Do Your Own Complete Background Check before Applying for Jobs
Finding employment in today’s economy is difficult at best, and applicants are finding themselves having to go through stringent qualifications including a complete background check regarding their credit score, criminal and court records, insurance claims, and driving record. In addition, more companies now perform a complete background check on their current employees as a means to layoff and hire a more qualified or cheaper labor pool.
The U.S. Bureau of Labor Statistics reported the current rate of U.S. unemployment at 9.7% on June 17, 2009. Since 1990, the employment rates have never reached such a high level. Needless to say, the competition for available jobs is high. Employers are flooded with applications. You need to both stand out and make sure that you have no mistakes on your current application.

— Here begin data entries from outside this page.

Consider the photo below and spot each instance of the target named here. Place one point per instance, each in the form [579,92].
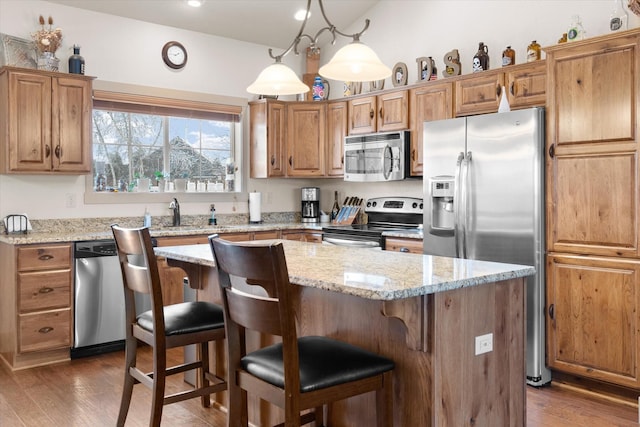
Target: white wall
[122,50]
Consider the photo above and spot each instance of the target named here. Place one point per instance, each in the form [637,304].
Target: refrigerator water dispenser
[442,215]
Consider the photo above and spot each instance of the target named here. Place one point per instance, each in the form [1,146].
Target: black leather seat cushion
[186,317]
[324,362]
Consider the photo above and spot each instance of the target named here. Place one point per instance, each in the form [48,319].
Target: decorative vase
[47,61]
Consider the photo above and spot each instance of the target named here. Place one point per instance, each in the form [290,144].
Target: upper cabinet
[379,113]
[426,103]
[480,93]
[267,132]
[45,122]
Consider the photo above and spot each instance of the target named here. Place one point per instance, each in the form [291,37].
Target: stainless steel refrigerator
[484,200]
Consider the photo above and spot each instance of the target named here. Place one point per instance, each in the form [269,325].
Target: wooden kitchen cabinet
[432,101]
[306,127]
[379,113]
[480,93]
[267,133]
[593,306]
[45,122]
[400,244]
[593,262]
[336,132]
[35,310]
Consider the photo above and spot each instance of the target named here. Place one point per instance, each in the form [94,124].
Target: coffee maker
[310,204]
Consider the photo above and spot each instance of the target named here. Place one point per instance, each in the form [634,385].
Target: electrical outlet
[484,344]
[70,200]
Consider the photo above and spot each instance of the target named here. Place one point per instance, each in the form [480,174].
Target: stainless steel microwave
[376,157]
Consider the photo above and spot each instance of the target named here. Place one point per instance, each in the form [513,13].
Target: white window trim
[92,197]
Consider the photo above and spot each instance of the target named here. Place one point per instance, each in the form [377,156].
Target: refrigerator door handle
[457,235]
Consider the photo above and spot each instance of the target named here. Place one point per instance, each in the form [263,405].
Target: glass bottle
[508,57]
[619,17]
[533,51]
[336,207]
[76,62]
[576,30]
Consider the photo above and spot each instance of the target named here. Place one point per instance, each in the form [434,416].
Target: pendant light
[355,62]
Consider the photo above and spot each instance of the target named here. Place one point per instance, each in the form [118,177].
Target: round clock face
[174,55]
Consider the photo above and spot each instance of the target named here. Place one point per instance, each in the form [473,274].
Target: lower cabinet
[35,309]
[593,317]
[399,244]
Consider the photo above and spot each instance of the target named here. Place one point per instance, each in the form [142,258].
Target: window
[155,144]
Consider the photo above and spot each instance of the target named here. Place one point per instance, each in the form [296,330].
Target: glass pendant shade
[355,62]
[278,79]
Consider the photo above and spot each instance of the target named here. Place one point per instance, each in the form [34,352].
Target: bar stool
[301,372]
[162,328]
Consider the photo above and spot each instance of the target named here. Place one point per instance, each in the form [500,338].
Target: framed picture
[17,52]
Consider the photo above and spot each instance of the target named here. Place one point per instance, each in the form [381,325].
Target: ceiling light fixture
[354,62]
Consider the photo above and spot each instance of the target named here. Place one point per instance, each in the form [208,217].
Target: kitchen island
[455,328]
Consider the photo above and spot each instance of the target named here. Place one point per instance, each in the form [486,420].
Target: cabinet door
[306,126]
[429,102]
[393,111]
[71,125]
[592,328]
[336,132]
[478,93]
[362,115]
[29,121]
[527,86]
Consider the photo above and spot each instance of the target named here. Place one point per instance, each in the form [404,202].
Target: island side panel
[360,321]
[486,389]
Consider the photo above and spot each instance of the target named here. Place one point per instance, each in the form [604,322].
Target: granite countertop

In addition to a killer resume, job applicants are now doing their own comprehensive background checks before they fill out any questions regarding their employment eligibility. For instance, let’s say you were involved in a series of traffic violations a few years back that you forgot to mention in your application. You could be immediately disqualified for not being forthcoming with the information, even though it was a simple mistake.
In order to prevent this from happening, job hunters are going above and beyond their own call of duty and performing their own complete background check. This allows them to see what will be reported to the potential employer and dispute or report all information in order to gain further trust.
You have a couple of different options when you conduct a national background check. There is a limited amount of free records, but this could let you know if you are being confused with another person that has the same name as you.
I met someone a couple years ago that kept applying for jobs at nursing homes and rehabilitation centers and getting turned down. He couldn’t figure out why until he asked the last person that turned him down. They stated that they found information on his background check that was not in his favor. When he researched the information, he figured out that it was someone else with the same name.
Little did he know that by federal law, employers are required to tell employees or potential employees of the deprecating information that they found. In his case, if he had conducted a complete background check on himself, he may have been able to identify the problem before he was turned down for at least ten different jobs.
Don’t find yourself in the same position. A complete background check on a national database is the quickest and cheapest way to get all of your answers.